Geographic Analysis - Bronx
bronx_map <- get_map("Bronx, NY", source = "google", zoom = 12, maptype="roadmap", color="bw")
ggmap(bronx_map)+geom_point(aes(x=LONGITUDE,y=LATITUDE, color=BOROUGH),data=new_active)+facet_wrap(~STATUS_CLASSIFICATION2)+ggtitle("Active and New Licenses in the Bronx")+theme_fivethirtyeight()
Since there are very few active or new licenses in the Bronx, I feel comfortable in zooming in on the rest of Manhattan / Brooklyn and Queens in order to be able to better see what is happening at the expense of Bronx.
Geographic Analysis - Manhattan
I want to take a closer look at what is happening in Manhattan. In order to do this at a more granular level, I will use my merged data with our master_zip document which lists the neighborhoods of each Borough by zip code. I also pulled out the year of the submission of the license application and saved it as SUBMIT_YEAR.

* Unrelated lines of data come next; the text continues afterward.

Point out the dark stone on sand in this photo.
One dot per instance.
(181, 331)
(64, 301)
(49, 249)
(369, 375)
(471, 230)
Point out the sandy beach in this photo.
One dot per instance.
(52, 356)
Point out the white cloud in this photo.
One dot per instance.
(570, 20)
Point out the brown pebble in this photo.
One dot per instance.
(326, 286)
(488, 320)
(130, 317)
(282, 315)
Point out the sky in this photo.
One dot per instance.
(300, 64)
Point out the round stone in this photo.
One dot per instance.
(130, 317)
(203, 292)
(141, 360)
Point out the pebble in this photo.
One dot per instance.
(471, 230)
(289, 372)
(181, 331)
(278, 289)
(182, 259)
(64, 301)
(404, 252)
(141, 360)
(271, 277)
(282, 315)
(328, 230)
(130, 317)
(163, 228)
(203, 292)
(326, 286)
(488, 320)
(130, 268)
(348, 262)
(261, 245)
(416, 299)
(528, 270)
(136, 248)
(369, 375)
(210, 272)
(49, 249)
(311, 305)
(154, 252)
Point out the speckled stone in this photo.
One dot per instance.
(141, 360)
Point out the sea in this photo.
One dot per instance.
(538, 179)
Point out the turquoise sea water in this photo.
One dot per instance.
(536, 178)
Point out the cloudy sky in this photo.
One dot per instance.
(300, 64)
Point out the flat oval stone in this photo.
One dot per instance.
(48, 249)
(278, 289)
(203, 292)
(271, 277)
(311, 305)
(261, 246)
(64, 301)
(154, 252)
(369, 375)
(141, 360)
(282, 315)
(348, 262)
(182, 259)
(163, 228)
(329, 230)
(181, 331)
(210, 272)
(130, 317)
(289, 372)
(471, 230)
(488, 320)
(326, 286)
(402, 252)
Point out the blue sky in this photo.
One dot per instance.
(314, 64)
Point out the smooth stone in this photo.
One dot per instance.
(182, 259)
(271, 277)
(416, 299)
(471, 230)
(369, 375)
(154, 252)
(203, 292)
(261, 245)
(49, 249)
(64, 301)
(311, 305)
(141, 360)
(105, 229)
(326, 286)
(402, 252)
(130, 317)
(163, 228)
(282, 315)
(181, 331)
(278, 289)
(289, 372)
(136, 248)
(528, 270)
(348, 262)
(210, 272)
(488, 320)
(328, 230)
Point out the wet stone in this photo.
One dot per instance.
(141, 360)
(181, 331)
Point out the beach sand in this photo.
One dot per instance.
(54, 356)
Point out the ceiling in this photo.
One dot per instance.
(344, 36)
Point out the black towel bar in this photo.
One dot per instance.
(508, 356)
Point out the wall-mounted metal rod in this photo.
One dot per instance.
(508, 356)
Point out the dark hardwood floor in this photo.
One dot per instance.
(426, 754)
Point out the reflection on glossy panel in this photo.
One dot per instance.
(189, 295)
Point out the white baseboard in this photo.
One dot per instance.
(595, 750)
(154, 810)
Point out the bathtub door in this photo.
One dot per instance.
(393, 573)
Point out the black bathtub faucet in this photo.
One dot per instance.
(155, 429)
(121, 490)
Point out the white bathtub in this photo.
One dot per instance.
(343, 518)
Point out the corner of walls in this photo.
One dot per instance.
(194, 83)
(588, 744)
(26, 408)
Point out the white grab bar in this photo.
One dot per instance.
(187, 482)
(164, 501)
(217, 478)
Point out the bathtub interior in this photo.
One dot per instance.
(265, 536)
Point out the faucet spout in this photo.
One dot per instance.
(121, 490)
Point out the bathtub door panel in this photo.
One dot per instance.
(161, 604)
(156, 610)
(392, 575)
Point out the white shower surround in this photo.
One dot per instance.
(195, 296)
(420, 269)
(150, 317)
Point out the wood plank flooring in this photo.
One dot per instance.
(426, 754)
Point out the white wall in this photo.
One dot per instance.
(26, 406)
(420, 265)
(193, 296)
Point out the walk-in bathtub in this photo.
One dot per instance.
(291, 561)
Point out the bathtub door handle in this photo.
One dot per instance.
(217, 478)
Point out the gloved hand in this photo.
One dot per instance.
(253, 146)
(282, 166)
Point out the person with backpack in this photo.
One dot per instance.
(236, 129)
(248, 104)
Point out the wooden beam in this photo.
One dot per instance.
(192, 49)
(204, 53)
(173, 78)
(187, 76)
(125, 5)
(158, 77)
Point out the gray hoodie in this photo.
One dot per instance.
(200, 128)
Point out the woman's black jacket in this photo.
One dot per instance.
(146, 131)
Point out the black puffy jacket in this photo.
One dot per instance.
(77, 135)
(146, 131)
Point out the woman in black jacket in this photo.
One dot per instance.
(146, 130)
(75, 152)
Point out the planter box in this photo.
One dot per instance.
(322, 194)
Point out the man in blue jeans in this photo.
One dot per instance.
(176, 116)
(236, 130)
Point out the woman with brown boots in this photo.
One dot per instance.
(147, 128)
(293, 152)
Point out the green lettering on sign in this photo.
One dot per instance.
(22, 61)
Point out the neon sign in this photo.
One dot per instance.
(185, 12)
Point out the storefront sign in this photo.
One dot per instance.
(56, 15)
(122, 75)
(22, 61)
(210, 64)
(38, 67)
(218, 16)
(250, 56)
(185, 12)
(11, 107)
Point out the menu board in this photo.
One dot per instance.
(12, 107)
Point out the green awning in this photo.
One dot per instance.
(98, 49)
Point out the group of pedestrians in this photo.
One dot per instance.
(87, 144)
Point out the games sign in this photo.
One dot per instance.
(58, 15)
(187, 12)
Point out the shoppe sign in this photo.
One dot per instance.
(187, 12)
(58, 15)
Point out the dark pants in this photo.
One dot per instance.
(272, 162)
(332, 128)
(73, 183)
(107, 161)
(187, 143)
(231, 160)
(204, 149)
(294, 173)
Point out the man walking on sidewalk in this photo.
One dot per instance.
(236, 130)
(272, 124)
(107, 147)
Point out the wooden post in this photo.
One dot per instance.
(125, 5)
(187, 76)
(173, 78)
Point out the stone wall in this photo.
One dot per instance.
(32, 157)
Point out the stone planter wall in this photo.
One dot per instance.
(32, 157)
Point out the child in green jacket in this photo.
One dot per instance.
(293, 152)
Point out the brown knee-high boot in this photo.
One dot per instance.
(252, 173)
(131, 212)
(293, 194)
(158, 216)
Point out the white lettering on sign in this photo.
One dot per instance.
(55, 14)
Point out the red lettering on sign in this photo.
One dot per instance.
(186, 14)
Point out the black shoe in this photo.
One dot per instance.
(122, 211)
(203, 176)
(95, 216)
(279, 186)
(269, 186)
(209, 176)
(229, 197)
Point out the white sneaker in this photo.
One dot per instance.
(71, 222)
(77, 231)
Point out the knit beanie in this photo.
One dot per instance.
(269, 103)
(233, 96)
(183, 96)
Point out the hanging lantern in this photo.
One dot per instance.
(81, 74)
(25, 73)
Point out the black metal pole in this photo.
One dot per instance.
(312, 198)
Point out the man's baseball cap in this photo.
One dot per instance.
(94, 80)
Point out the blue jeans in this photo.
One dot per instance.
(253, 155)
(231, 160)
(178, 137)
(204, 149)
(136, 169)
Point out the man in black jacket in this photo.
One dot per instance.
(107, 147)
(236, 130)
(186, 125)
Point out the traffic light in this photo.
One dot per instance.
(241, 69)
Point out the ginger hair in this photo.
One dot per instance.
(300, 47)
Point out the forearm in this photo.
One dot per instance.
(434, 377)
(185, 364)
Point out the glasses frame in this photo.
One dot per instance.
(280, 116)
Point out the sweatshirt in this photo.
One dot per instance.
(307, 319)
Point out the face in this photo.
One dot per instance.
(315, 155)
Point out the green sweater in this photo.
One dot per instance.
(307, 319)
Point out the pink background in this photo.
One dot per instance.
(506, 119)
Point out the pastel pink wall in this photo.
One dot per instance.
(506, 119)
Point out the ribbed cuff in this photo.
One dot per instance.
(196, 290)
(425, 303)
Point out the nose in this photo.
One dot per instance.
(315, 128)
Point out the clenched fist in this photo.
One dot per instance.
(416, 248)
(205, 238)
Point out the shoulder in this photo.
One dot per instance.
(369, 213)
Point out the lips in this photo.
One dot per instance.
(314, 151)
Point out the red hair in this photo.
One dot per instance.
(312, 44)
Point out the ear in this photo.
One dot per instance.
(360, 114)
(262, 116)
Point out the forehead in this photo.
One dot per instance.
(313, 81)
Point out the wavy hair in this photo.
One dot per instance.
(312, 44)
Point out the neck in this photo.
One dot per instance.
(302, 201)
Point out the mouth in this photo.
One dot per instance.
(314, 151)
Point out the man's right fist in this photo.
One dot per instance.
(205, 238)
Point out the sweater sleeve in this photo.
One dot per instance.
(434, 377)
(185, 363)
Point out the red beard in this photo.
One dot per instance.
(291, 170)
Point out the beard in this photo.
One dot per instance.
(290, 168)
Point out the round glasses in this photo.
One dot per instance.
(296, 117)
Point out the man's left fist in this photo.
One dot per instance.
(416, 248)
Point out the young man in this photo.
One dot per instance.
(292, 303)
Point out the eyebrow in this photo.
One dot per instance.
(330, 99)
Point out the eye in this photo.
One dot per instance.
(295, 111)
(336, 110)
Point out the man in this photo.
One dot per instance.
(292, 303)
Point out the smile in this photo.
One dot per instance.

master_zip<-read.csv("Data/zips_master_no_missing_nbrh.csv", strip.white=TRUE)
sidewalks_nbh <- merge(sidewalks, master_zip, by="ZIP", all.x=TRUE)
sidewalks_nbh <- sidewalks_nbh %>% mutate(SUBMIT_YEAR=year(SUBMIT_DATE))
sidewalks_manhattan_active <- sidewalks_nbh %>% filter(BOROUGH=="MANHATTAN" & (STATUS_CLASSIFICATION2=="ACTIVE" | STATUS_CLASSIFICATION2=="NEW"))
manhattan_map <- get_map("Manhattan, NY", source="google", maptype="roadmap", zoom=12, color="bw")
I have also calculated the average locations of the neighborhoods in each borough based on their assigned Zip codes.
ggmap(manhattan_map)+geom_point(aes(x=LONGITUDE, y=LATITUDE, color=nbh), data=sidewalks_manhattan_active)+ggtitle("All active or new sidewalk cafes in Manhattan")
sidewalks_bronx<- sidewalks_nbh %>% filter(BOROUGH=="BRONX")
This view shows all of the distribution of all currently active or new sidewalk cafes in Manhattan. To get a better idea of density, we can also look at a heatmap of this view.
g <- ggmap(manhattan_map)+stat_density2d(aes(x=LONGITUDE,y=LATITUDE, fill=..level..),data=sidewalks_manhattan_active, geom="polygon", alpha=0.3)
g+scale_fill_gradient(low="yellow",high="red")+ggtitle("Heatmap of Sidewalk Cafe Licenses in Manhattan")+geom_text_repel(data=manhattan_names, aes(mean_lon, mean_lat, label=Neighborhood),fontface="bold", size=3)
This heatmap shows the highest concentration of sidewalk cafes in Greenwich Village and NoHo. To see the difference between active and new licenses, we can facet based on our previously calculated categorization.
g <- ggmap(manhattan_map)+stat_density2d(aes(x=LONGITUDE,y=LATITUDE, fill=..level..),data=sidewalks_manhattan_active, geom="polygon", alpha=0.3)+facet_wrap(~STATUS_CLASSIFICATION2)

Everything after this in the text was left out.